B- Wow, so it's almost like you're self-inducing a faux psychiatric condition.
C- Yea.
B- You're just saying, "This is the way I want my body to feel, my mind to behave. Here, give me another can of that."
C- Yea, same thing with smoking cigarettes. When you smoke cigarettes it causes a relaxing sensation when you're smoking it, but the longer you smoke it, the longer you need that nicotine just to stay normal. So then, if you don't have the nicotine, you actually have an anxiety reaction. So, getting off cigarettes and staying off of them, in the long run, drastically reduces anxiety. In the short run, a lot of times it feels like it's helping your anxiety, because it does, but in the long run being off the cigarettes can really reduce your baseline anxiety.
B- Well that's good. Exercise, I know they always say, "Don't exercise a lot before you go to bed because you won't get a good night sleep." So, I guess it's a two-prong thing right here. If you're just hyperactive, does that se the stage for my new normal just being jacked up all the time?
C- Well, exercise is actually interesting, it actually helps reduce anxiety. What it does, is it gets the body going for a little bit, but then the body settles back down. There's actually been studies where they've compared exercising on a daily basis to taking anxiety medications and they're actually equivalent to each other. So, someone who runs a half an hour, five days a week, anxiety is going to be improved as much as somebody who takes the anxiety medication every single day. So, by doing physical activity, you can actually reduce your baseline anxiety.
B- Yea, I might recommend to, because I run quite a bit, and it is run without ear buds, get away, just go zen, just drift through your...mental labyrinth and just not be hyper-stimulated while your trying to relax.
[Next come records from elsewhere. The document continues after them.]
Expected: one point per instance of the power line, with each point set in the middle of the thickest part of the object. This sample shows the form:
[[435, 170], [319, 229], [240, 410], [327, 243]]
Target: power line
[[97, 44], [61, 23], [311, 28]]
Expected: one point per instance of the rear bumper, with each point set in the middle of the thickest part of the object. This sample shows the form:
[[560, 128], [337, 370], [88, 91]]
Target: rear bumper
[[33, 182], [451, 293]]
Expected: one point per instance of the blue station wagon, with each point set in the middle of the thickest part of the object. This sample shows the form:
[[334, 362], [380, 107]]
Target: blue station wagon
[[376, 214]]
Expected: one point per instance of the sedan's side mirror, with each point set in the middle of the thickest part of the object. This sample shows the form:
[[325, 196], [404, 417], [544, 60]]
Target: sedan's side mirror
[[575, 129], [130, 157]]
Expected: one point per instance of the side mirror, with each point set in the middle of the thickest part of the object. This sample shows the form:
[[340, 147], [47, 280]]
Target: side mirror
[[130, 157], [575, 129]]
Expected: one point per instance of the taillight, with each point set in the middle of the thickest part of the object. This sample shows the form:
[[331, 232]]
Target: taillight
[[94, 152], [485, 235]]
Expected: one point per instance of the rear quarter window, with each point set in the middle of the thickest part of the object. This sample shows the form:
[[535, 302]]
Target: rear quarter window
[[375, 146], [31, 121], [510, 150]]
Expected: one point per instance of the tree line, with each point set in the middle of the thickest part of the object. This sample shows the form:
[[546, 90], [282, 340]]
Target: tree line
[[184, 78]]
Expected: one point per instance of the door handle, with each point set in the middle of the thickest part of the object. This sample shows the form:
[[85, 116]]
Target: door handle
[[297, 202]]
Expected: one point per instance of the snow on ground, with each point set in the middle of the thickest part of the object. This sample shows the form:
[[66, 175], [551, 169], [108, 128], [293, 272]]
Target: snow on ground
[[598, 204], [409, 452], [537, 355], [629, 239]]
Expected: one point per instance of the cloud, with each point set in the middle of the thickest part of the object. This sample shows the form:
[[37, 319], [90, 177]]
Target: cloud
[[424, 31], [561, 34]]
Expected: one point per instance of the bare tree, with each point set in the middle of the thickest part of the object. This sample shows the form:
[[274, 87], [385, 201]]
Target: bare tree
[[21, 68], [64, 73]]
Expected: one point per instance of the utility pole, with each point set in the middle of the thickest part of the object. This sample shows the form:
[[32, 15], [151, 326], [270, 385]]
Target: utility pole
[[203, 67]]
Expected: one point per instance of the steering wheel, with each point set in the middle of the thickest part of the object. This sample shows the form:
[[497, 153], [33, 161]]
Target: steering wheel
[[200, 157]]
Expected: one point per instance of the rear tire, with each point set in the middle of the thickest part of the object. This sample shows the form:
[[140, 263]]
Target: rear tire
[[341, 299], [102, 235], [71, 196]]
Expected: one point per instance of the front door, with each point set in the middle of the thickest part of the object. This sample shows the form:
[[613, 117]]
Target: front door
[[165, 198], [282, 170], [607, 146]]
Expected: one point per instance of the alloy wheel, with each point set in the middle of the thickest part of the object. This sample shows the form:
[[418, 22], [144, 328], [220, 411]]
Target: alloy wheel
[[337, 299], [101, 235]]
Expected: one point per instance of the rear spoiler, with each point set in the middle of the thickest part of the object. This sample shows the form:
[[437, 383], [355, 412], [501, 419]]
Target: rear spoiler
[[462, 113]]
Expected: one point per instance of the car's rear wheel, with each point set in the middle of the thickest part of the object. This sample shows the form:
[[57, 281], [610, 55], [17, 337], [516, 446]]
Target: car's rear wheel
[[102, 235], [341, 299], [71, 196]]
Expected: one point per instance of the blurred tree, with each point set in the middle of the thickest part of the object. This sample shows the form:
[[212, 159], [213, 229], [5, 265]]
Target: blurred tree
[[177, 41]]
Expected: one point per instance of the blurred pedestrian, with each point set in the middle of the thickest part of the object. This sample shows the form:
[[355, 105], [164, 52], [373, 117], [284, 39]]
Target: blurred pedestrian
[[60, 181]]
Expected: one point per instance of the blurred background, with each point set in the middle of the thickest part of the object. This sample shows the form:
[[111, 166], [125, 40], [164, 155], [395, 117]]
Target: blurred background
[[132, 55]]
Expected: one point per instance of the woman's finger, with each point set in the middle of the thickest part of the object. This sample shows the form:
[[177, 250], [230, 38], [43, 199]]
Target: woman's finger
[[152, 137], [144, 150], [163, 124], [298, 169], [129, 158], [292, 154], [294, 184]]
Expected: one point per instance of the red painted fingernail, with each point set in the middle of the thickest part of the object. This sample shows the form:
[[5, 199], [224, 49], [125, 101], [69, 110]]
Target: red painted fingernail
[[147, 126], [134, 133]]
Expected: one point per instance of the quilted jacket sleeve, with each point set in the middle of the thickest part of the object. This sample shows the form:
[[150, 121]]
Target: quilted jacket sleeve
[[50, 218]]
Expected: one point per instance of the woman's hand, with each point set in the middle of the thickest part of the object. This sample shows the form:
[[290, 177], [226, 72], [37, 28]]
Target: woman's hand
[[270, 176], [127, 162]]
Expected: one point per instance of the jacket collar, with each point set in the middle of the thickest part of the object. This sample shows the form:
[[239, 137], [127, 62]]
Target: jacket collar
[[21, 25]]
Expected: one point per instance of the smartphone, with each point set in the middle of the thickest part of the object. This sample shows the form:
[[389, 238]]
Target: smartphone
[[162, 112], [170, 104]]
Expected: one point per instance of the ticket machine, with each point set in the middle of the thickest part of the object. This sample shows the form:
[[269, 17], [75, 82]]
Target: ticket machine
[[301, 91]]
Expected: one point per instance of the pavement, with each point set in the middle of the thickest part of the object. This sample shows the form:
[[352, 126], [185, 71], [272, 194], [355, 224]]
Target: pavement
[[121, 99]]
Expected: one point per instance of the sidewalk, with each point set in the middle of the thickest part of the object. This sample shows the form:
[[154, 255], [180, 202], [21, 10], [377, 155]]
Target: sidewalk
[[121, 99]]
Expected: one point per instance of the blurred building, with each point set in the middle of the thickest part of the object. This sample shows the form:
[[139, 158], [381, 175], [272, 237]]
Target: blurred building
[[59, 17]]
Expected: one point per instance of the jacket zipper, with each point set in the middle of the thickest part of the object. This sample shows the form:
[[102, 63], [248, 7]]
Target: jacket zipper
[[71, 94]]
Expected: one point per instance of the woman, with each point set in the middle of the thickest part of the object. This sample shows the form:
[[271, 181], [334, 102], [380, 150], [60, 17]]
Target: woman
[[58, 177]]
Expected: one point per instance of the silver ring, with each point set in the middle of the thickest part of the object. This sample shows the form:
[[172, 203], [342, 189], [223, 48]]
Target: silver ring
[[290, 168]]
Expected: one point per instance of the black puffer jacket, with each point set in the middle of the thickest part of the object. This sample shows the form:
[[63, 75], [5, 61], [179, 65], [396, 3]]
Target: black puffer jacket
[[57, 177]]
C- Exactly, it's a good time to process things and think about things while your body is physically being exerted, your mind can actually relax.
B- And then, sleep. If you're sleep deprived, I'm sure that puts you into a hyper-anxious state.
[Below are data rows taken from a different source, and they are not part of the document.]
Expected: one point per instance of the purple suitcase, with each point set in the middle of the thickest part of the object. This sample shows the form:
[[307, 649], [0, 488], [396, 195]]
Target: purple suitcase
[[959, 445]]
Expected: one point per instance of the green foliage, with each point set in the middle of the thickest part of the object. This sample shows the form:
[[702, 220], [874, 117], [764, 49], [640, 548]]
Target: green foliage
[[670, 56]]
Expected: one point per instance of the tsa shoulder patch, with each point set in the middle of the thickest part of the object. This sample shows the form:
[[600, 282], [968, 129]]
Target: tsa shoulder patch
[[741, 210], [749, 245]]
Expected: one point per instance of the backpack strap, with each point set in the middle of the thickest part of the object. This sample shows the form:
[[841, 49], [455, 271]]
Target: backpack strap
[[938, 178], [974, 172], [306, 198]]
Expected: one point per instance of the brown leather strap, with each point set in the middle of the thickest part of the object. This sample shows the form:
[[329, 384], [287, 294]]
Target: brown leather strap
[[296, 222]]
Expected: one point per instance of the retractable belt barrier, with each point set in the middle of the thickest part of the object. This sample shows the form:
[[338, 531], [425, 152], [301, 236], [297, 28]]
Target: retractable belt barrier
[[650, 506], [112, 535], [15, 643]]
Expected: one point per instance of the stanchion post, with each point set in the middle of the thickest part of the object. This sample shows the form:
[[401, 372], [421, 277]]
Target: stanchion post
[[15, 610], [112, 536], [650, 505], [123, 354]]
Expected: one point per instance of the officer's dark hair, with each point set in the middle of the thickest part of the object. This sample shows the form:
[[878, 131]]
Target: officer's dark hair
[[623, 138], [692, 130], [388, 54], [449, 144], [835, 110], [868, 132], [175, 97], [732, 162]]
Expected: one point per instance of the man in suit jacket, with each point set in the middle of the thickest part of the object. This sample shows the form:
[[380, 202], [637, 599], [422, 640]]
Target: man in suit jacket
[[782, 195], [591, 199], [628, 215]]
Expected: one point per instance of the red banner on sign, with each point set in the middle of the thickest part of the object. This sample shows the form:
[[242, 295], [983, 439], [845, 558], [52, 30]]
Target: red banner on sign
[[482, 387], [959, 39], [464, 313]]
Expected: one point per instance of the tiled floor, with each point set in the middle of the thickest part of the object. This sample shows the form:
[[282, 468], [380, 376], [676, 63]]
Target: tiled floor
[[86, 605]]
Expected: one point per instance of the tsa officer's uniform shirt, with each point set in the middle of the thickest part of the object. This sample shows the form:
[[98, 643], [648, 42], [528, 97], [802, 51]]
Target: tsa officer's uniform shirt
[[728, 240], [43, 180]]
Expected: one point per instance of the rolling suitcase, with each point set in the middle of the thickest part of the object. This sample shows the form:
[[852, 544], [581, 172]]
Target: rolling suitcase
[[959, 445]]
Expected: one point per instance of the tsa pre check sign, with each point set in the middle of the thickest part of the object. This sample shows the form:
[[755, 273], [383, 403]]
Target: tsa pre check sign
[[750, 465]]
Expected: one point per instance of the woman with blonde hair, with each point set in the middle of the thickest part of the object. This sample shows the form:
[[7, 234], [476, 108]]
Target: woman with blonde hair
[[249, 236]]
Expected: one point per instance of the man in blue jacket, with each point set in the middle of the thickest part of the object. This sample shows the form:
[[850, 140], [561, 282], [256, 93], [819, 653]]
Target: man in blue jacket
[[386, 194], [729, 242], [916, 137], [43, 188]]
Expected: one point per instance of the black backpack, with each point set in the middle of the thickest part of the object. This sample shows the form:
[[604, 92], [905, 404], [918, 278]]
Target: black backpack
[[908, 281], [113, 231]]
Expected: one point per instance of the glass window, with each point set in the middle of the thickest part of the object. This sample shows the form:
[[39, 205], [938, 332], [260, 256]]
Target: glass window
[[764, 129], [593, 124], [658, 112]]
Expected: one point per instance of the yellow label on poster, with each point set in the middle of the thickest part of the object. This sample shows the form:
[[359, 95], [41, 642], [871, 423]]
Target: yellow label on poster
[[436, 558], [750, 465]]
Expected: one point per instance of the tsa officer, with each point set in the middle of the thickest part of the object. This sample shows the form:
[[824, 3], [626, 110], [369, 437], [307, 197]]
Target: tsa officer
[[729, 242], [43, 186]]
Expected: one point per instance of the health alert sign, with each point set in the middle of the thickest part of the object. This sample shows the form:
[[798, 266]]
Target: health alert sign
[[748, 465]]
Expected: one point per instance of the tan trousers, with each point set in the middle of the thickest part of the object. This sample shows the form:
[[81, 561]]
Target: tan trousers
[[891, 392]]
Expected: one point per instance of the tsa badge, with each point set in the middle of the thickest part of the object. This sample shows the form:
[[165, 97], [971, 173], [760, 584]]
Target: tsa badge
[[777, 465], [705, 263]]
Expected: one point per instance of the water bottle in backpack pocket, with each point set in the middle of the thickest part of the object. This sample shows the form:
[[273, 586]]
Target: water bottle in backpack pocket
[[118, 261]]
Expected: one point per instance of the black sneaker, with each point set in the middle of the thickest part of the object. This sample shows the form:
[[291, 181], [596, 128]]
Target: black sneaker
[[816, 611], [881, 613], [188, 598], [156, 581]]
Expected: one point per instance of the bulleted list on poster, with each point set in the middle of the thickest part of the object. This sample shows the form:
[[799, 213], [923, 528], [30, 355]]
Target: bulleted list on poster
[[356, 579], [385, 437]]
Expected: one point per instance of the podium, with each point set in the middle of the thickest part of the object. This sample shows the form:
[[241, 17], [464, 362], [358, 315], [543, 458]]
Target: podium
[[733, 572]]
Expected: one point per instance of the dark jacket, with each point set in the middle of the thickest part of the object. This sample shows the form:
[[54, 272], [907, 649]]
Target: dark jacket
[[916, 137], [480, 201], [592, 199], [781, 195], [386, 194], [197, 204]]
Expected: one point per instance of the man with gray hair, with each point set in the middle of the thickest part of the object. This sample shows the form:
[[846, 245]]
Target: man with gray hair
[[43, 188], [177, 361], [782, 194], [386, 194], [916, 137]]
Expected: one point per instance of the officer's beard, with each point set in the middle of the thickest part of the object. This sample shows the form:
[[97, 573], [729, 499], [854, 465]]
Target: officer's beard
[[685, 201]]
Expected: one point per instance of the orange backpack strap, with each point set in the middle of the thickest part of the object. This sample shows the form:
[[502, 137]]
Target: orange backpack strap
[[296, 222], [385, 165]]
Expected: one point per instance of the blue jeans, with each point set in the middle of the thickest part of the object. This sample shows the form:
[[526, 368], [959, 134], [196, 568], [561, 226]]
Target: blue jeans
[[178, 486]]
C- Exactly, there's actually good studies that show that people who are sleep deprived, makes your anxiety much worse. It's easier to become anxious when you're sleep deprived. So make an effort to be sure you're getting a good amount of sleep. It's really important to try and develop good, normal sleep habits, that's really important.
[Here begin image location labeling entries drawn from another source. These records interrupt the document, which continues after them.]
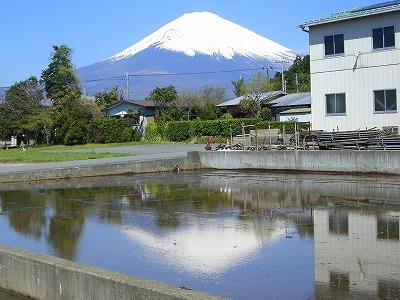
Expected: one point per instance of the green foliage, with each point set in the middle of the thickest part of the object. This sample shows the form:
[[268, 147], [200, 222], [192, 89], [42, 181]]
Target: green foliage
[[249, 106], [208, 111], [59, 77], [90, 109], [76, 134], [108, 98], [177, 131], [226, 116], [38, 127], [110, 130], [191, 130], [239, 87], [163, 97], [265, 114], [154, 132], [212, 94], [301, 67], [22, 101]]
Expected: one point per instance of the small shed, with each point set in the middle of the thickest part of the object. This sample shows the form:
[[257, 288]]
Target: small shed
[[142, 107], [292, 106], [269, 96]]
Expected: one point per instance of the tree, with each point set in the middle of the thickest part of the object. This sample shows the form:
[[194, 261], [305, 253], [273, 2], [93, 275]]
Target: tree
[[214, 94], [62, 87], [22, 100], [163, 97], [59, 77], [190, 102], [257, 88], [208, 111], [239, 87], [249, 107], [107, 98], [301, 67], [265, 114], [90, 109]]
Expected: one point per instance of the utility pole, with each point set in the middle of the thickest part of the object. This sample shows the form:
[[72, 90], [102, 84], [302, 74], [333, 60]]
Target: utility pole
[[127, 86]]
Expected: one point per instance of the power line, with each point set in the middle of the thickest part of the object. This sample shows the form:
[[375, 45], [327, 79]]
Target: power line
[[120, 77]]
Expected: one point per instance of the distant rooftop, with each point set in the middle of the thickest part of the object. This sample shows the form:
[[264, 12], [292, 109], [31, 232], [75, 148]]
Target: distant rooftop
[[292, 100], [374, 9], [267, 96]]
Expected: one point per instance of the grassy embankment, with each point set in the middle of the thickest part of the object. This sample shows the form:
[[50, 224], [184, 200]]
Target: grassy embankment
[[36, 155]]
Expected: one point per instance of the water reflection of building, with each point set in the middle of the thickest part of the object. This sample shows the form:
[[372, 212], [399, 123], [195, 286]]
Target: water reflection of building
[[357, 253]]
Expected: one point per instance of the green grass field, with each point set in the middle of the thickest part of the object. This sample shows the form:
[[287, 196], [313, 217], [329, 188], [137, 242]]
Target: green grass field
[[94, 146], [36, 155]]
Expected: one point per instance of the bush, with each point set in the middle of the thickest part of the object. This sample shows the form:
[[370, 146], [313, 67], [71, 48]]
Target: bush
[[109, 130], [227, 116], [154, 132], [191, 130], [178, 131], [265, 114], [76, 134]]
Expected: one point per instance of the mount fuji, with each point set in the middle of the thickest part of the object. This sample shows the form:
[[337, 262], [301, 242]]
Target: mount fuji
[[201, 47]]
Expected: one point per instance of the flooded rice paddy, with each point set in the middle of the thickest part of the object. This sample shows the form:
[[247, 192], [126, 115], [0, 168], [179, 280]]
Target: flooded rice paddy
[[242, 235]]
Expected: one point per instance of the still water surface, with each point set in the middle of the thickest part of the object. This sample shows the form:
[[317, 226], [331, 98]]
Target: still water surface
[[239, 235]]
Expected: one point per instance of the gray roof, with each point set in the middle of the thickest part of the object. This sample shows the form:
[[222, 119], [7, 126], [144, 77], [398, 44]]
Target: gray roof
[[378, 8], [236, 101], [144, 103], [292, 100]]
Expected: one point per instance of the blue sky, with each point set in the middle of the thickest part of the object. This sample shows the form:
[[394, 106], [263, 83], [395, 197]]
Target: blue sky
[[97, 29]]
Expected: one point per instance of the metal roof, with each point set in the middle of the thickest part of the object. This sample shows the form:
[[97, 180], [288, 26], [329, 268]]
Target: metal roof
[[300, 99], [236, 101], [375, 9], [144, 103], [302, 110]]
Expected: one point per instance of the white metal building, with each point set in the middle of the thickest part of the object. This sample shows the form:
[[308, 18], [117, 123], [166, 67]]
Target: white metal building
[[355, 68]]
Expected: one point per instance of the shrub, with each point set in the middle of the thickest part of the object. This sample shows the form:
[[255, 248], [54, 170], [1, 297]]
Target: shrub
[[192, 130], [178, 131], [76, 134], [154, 132], [226, 116], [265, 114], [109, 130]]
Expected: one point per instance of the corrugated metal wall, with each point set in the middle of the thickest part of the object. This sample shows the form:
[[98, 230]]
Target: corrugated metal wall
[[374, 70]]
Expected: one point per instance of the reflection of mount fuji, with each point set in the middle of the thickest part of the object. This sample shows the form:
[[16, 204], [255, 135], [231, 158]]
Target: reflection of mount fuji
[[207, 247], [194, 43]]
B- Tell you what, I learn something every time I sit down with you here for a HelloLife moment. Who would think, as we all think, "the last thing I want to be is anxious," we're actually, in large part, setting the stage for being anxious as a possible life long condition by our very drinks that we drink and the ways that we behave. So, good information and a good watch word for everybody out there and that is just "chill it," just kick back, stop being so hyper, we're all going to get to the finish line one way or the other right? Just another invaluable insight during this hellolife.net moment.